Sonja shares if attending support groups allowed her to better care for her father with Alzheimer's disease.
Well, that’s the thing that I feel the most strongly about, and this is the beauty of a diagnosis, this thing that happened, and we now know that my dad probably had some kind of TIA (transient ischemic attack) or stroke that made his language confused when we originally took him to the hospital. But then the diagnosis of the Alzheimer’s came after the testing and the brain scans and stuff.
But, after that, the beauty of the diagnosis was then to outreach. I called the Alzheimer’s Association, I called Hospice of the Valley, I called every agency that anyone ever suggested that might have help for us, and with sitting down and talking to each of these individual groups, found that my father may be eligible for help through the state, that Alzheimer’s Association had monthly caregiver meetings.
Then somebody else mentioned about Banner Alzheimer’s Institute. We got involved there, and my father was further diagnosed and met with the neurologist at the institute. I am currently taking my mother, I mean, I got her originally involved because my mother needed the help, and so I was her ride to these places, and I have since found that I love the people in these groups. We have learned so much, just the little tidbits.

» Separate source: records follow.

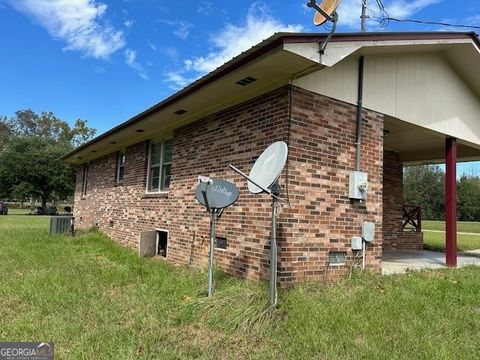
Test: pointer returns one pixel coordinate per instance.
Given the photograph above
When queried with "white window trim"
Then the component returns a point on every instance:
(118, 165)
(150, 145)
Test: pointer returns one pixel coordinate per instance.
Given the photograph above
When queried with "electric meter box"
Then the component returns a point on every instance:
(358, 185)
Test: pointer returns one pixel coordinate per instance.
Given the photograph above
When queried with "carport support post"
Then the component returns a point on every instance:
(451, 201)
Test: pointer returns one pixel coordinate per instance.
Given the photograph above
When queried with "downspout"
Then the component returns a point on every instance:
(358, 137)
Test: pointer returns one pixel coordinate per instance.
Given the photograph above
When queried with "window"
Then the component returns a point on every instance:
(162, 243)
(120, 166)
(85, 179)
(160, 166)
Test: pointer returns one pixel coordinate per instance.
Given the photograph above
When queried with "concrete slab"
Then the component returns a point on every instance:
(395, 262)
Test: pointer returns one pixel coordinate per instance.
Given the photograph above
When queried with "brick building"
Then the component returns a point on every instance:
(420, 96)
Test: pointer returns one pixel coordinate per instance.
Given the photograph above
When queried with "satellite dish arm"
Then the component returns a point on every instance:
(268, 191)
(313, 4)
(204, 193)
(323, 45)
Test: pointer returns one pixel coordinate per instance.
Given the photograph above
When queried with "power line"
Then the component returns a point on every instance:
(422, 22)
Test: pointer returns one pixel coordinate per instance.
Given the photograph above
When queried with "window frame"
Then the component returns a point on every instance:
(86, 167)
(161, 164)
(119, 166)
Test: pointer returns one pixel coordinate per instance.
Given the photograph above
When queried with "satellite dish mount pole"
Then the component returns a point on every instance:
(213, 219)
(276, 191)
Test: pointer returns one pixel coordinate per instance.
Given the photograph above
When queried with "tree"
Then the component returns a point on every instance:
(30, 155)
(424, 186)
(468, 193)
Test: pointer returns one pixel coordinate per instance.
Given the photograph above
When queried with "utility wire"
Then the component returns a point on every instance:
(432, 23)
(385, 19)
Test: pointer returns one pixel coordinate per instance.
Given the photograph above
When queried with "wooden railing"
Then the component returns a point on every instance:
(412, 218)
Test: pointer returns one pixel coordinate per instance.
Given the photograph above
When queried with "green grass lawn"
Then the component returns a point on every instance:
(97, 300)
(462, 226)
(436, 241)
(18, 211)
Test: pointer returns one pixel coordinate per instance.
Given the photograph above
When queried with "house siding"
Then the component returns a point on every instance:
(321, 135)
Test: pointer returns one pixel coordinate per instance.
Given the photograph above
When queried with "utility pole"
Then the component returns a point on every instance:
(364, 14)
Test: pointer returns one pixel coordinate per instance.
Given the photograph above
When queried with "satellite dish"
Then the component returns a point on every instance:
(268, 167)
(220, 193)
(328, 7)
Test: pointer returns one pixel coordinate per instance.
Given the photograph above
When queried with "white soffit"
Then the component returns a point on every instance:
(336, 51)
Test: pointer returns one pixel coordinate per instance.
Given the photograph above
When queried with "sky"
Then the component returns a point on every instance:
(105, 61)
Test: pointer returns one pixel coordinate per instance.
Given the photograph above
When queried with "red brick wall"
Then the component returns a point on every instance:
(321, 138)
(393, 236)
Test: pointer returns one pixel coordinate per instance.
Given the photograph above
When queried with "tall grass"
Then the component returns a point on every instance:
(97, 300)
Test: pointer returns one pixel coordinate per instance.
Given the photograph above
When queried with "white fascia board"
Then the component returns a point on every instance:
(334, 53)
(337, 51)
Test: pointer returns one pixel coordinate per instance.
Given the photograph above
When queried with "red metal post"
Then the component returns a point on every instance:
(451, 202)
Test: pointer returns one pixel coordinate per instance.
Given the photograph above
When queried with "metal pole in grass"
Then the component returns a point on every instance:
(213, 217)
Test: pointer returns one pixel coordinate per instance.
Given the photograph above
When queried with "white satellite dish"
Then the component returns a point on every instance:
(268, 167)
(264, 178)
(324, 10)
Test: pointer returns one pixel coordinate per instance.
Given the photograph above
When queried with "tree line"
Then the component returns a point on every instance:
(31, 146)
(425, 186)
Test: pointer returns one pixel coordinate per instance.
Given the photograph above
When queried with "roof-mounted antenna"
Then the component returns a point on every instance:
(326, 11)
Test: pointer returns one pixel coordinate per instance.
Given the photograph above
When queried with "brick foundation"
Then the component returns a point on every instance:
(321, 138)
(394, 238)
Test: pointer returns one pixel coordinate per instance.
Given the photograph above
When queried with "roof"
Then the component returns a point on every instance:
(276, 41)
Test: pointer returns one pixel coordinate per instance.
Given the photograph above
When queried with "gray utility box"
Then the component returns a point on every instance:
(358, 185)
(60, 225)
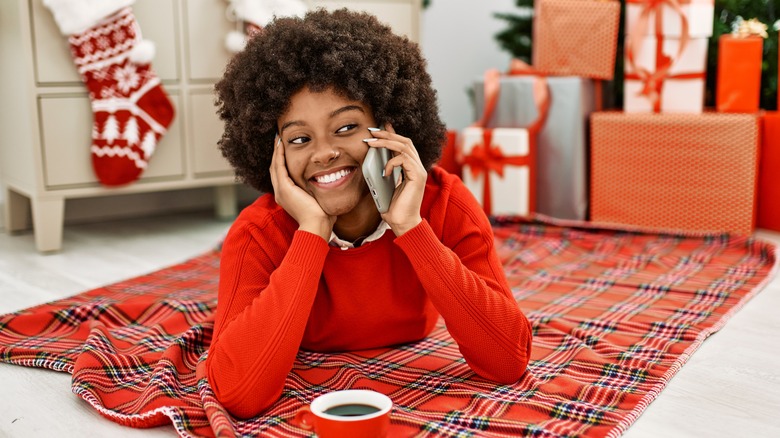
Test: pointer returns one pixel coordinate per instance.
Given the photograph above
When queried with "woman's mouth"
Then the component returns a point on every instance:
(330, 178)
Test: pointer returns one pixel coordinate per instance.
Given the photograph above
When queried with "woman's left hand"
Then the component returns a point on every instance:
(404, 211)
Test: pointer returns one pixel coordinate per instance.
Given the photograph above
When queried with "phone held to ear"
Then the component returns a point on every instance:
(381, 187)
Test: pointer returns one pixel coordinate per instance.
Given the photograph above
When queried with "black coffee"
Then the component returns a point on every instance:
(351, 410)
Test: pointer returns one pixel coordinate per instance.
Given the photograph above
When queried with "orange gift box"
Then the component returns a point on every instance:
(675, 172)
(768, 179)
(576, 37)
(738, 88)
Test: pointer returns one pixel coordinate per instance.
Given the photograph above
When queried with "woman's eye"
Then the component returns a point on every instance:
(346, 128)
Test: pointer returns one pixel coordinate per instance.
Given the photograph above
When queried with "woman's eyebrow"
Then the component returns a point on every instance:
(345, 109)
(291, 123)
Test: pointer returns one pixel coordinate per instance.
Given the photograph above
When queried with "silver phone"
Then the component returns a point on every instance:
(381, 187)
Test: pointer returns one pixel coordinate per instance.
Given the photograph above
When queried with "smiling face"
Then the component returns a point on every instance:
(323, 134)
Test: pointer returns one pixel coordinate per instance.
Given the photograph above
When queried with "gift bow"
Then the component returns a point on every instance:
(492, 86)
(485, 158)
(653, 81)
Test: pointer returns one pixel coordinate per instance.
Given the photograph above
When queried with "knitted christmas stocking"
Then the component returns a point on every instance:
(252, 15)
(130, 108)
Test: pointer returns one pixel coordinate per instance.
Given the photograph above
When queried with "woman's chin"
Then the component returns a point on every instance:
(340, 207)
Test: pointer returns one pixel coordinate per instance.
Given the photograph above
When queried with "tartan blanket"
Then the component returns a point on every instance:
(615, 315)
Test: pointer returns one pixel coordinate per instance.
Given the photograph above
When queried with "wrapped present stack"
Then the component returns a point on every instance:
(574, 46)
(666, 162)
(663, 161)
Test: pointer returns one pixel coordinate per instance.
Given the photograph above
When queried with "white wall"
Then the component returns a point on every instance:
(458, 41)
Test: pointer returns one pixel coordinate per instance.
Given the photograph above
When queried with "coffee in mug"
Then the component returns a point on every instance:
(354, 413)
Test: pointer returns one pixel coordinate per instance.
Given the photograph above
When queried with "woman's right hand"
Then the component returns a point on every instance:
(295, 201)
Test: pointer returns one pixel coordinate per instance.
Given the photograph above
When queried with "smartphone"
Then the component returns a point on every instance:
(381, 187)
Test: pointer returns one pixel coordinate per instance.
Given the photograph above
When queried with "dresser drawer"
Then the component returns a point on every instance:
(205, 29)
(54, 63)
(206, 130)
(66, 127)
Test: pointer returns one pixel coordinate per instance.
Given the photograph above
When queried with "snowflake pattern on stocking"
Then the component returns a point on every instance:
(131, 110)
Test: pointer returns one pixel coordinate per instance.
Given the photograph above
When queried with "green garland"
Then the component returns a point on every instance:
(516, 39)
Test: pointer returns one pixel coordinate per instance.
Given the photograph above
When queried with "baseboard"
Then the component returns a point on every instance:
(99, 209)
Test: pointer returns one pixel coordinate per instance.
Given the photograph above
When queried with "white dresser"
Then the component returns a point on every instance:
(46, 119)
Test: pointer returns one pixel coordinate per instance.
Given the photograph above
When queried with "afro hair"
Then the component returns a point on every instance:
(349, 52)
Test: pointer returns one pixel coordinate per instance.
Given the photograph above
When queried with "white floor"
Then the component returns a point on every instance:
(729, 387)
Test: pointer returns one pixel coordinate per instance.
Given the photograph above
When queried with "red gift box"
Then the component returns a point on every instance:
(769, 173)
(576, 37)
(675, 172)
(738, 88)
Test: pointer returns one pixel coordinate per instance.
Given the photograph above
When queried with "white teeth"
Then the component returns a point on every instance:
(331, 177)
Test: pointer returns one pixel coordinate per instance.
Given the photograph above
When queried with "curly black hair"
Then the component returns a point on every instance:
(349, 52)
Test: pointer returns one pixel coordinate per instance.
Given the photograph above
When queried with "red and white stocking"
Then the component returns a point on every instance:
(130, 108)
(252, 15)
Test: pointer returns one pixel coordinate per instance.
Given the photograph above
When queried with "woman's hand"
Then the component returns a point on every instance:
(404, 211)
(295, 201)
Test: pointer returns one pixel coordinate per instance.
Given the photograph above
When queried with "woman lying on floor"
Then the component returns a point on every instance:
(313, 264)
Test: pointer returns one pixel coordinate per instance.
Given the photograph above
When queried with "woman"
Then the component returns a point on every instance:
(312, 264)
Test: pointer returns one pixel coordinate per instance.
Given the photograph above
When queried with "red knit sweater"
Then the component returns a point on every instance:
(282, 289)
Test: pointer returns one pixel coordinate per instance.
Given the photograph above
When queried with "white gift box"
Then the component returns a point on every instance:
(699, 14)
(681, 91)
(512, 193)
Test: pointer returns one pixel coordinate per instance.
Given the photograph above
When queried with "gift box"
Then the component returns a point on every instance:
(663, 76)
(561, 144)
(498, 167)
(576, 37)
(738, 88)
(667, 18)
(769, 173)
(675, 172)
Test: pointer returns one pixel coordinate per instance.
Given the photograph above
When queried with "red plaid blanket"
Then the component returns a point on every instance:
(615, 315)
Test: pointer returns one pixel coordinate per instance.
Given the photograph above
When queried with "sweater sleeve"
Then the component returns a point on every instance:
(465, 281)
(264, 303)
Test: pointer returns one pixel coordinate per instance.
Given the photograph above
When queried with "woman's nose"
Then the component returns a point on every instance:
(325, 153)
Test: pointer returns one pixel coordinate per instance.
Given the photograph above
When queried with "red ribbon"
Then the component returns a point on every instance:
(485, 158)
(653, 81)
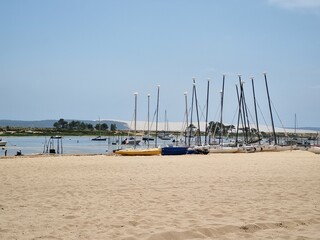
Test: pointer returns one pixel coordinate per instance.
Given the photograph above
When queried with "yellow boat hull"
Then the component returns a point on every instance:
(139, 152)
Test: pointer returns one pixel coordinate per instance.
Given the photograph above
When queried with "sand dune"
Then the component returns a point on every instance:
(227, 196)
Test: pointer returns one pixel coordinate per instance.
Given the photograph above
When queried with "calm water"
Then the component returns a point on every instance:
(70, 144)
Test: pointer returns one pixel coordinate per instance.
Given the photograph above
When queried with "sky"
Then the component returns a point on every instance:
(85, 60)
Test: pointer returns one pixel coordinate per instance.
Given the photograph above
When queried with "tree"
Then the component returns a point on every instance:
(61, 124)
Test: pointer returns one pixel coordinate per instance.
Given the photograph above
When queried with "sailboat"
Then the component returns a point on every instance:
(140, 151)
(99, 138)
(3, 143)
(165, 134)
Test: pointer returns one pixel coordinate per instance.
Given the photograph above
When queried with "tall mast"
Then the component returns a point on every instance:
(242, 104)
(192, 99)
(186, 113)
(255, 107)
(148, 137)
(198, 119)
(239, 113)
(135, 118)
(157, 116)
(207, 109)
(269, 101)
(222, 95)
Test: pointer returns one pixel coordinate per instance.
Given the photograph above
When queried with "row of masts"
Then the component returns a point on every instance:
(243, 117)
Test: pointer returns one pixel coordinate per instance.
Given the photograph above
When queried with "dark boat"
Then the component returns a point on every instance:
(173, 150)
(99, 138)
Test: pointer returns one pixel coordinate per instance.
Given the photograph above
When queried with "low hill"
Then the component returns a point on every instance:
(49, 123)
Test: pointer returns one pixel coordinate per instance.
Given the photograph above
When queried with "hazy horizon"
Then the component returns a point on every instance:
(84, 60)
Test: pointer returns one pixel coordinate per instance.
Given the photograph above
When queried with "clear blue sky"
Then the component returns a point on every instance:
(84, 59)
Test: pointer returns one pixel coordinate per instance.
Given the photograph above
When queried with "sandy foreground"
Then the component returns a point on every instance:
(215, 196)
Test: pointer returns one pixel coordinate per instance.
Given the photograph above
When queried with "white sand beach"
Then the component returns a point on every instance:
(215, 196)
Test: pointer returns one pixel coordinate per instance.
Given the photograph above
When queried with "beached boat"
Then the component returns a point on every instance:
(314, 149)
(99, 138)
(139, 152)
(174, 150)
(131, 141)
(3, 143)
(198, 150)
(222, 149)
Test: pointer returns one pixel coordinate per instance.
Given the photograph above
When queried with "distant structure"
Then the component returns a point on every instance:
(53, 146)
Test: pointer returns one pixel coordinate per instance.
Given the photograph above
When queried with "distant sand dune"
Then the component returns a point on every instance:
(218, 196)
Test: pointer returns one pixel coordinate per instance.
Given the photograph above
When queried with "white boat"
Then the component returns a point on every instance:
(314, 149)
(131, 141)
(139, 152)
(222, 149)
(3, 143)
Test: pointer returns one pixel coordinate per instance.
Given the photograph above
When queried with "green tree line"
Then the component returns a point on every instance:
(77, 125)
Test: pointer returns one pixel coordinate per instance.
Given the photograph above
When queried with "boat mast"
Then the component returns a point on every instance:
(239, 114)
(157, 116)
(186, 113)
(222, 95)
(207, 107)
(192, 99)
(198, 119)
(255, 108)
(242, 104)
(274, 132)
(135, 118)
(148, 120)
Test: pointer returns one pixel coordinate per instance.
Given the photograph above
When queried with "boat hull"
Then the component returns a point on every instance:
(174, 150)
(315, 150)
(139, 152)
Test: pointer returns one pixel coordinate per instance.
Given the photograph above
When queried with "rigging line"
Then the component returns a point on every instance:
(154, 115)
(279, 119)
(265, 122)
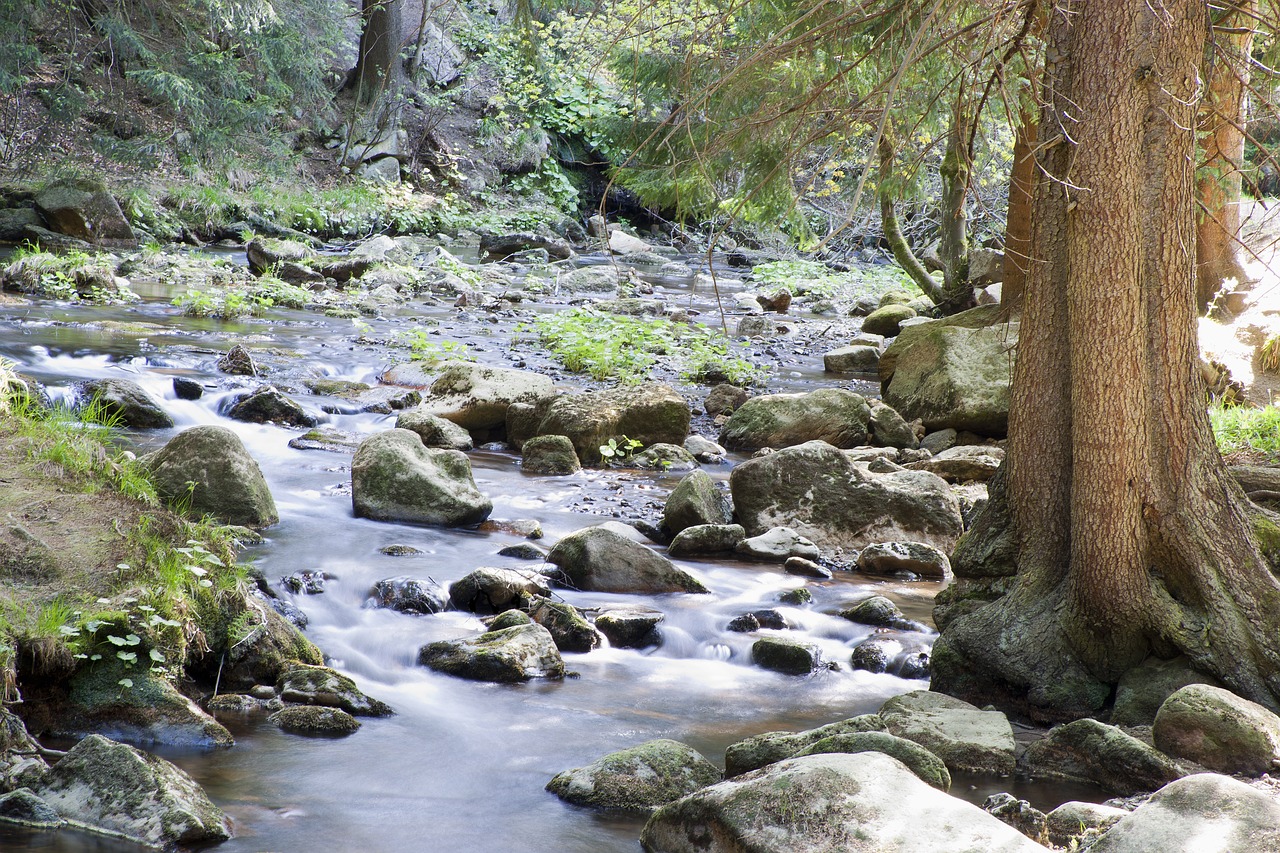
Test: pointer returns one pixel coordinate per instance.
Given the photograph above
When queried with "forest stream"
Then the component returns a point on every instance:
(462, 765)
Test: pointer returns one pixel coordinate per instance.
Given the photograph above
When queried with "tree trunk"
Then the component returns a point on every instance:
(1125, 534)
(897, 243)
(1221, 124)
(379, 67)
(954, 228)
(1018, 218)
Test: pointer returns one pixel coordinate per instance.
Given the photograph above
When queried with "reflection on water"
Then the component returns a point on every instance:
(462, 765)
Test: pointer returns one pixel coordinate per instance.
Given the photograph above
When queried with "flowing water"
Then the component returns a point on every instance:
(462, 765)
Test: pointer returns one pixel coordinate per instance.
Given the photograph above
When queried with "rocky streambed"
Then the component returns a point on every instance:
(453, 541)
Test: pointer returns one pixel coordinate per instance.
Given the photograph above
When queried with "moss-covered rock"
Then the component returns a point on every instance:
(695, 500)
(434, 430)
(630, 626)
(951, 375)
(315, 720)
(1144, 688)
(1095, 752)
(492, 591)
(516, 653)
(567, 626)
(961, 735)
(648, 413)
(127, 703)
(785, 656)
(325, 687)
(549, 455)
(832, 415)
(887, 320)
(826, 497)
(600, 560)
(396, 478)
(269, 405)
(127, 402)
(704, 539)
(638, 779)
(828, 803)
(920, 761)
(478, 396)
(1219, 730)
(24, 808)
(115, 788)
(767, 748)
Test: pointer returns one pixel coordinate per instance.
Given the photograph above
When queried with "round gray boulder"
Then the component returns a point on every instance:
(227, 482)
(638, 779)
(396, 478)
(600, 560)
(1219, 730)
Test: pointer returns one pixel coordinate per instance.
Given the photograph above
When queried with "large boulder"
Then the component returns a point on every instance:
(824, 496)
(516, 653)
(649, 413)
(476, 397)
(830, 803)
(396, 478)
(638, 779)
(123, 790)
(126, 402)
(83, 209)
(963, 464)
(1198, 813)
(1217, 729)
(832, 415)
(695, 500)
(1095, 752)
(951, 374)
(602, 560)
(1144, 688)
(958, 733)
(208, 471)
(759, 751)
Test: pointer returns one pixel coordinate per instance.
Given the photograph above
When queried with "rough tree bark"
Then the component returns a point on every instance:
(1115, 532)
(379, 67)
(954, 227)
(1221, 124)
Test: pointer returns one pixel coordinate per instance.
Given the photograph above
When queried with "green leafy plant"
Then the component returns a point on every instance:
(1246, 430)
(609, 346)
(618, 450)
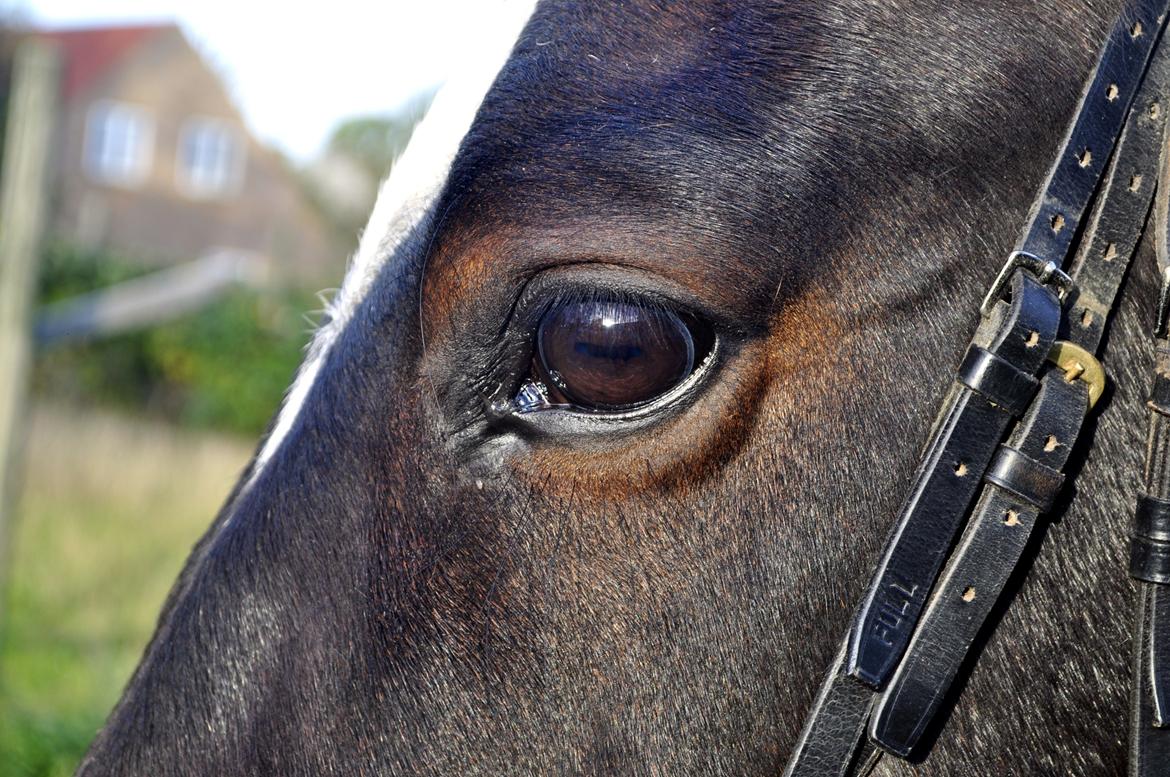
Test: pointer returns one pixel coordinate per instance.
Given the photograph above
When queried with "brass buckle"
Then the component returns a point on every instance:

My mother, who has hated animals - we never had a pet growing up - she always hated animals, but couple of the people in one of our groups talked about "Oh, how much a puppy has helped her Alzheimer’s husband," and Mother, on the way home said, “Do you think I should get your dad a puppy?” I said, “Mother, I think the last thing for you to do is get Dad a puppy. You’ve never liked puppies and he is 91 and he is not going to be able to”, they neither one could take care of a puppy, so we downplayed that.
But just to listen to different ideas that other people have, it’s been invaluable. I love going; I look forward to it.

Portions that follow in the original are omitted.